Conservatoire Libanais
- Type: Conservatory
- Established: 1930s
- Founders: Wadia Sabra
- Principal: Bassam Saba
- Academic staff: 250
- Students: 4800
- Location: Beirut

= Conservatoire Libanais =

Musical conservatory in Beirut, Lebanon

Le Conservatoire libanais national supérieur de musique or The Lebanese National Higher Conservatory of Music was founded in the 1930s by Wadia Sabra, composer of the national anthem of Lebanon. Sabra's goal was to establish an institute of higher learning for music. The Conservatoire, which was headed by the well-known composer and conductor, Dr. Walid Gholmieh has more than 4,800 students taught by 250 professors.
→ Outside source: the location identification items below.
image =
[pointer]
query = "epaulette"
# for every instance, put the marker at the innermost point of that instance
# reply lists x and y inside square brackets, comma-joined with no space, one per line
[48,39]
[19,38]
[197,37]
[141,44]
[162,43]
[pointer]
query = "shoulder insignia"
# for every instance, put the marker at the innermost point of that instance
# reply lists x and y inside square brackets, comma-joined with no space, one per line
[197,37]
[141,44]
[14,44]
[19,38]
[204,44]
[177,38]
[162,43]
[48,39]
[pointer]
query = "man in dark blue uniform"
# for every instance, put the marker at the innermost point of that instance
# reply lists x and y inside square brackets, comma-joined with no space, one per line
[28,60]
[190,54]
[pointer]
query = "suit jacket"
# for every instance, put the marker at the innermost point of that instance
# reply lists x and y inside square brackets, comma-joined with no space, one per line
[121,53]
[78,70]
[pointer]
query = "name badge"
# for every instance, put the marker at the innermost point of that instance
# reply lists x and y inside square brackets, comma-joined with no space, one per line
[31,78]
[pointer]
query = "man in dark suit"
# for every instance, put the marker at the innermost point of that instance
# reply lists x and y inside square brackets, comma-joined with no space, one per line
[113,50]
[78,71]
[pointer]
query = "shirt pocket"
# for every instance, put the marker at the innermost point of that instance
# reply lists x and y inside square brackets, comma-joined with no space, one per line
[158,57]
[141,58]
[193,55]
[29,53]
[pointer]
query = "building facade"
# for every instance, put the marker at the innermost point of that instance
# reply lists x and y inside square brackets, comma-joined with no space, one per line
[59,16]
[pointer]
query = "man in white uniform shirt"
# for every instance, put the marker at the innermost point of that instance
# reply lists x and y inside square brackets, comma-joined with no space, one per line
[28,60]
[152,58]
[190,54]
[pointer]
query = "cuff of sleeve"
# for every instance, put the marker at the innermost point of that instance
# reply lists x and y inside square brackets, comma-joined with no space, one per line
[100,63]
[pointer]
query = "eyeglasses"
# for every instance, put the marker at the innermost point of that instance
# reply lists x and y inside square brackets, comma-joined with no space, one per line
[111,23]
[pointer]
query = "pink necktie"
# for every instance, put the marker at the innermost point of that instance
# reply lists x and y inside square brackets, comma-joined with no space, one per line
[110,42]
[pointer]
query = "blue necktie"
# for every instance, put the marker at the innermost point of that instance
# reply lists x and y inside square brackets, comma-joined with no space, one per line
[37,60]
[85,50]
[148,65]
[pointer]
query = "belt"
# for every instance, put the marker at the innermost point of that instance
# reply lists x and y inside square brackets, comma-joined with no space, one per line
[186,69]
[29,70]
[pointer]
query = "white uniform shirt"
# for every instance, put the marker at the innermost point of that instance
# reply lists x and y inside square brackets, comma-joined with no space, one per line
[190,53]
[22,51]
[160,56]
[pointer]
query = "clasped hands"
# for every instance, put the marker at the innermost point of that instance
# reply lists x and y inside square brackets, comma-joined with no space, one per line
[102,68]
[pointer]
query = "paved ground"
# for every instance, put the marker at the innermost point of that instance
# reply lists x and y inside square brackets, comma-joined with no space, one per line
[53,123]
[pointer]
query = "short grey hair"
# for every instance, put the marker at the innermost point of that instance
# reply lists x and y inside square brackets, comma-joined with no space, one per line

The Conservatoire is headquartered in Beirut with branches in Tripoli, Jounieh, Dhour El Choueir, Zahlé, Aley and Sidon.

Since 1999, the Conservatoire has managed two orchestras, l’Orchestre symphonique national du Liban (Lebanese National Symphony Orchestra) and l’Orchestre national de musique arabe-orientale (The Lebanese National Orchestra for Oriental Arabic Music) or Lebanese Oriental Orchestra (L.O.O.). The latter was established in June, 2000 and consists of around 50 musicians.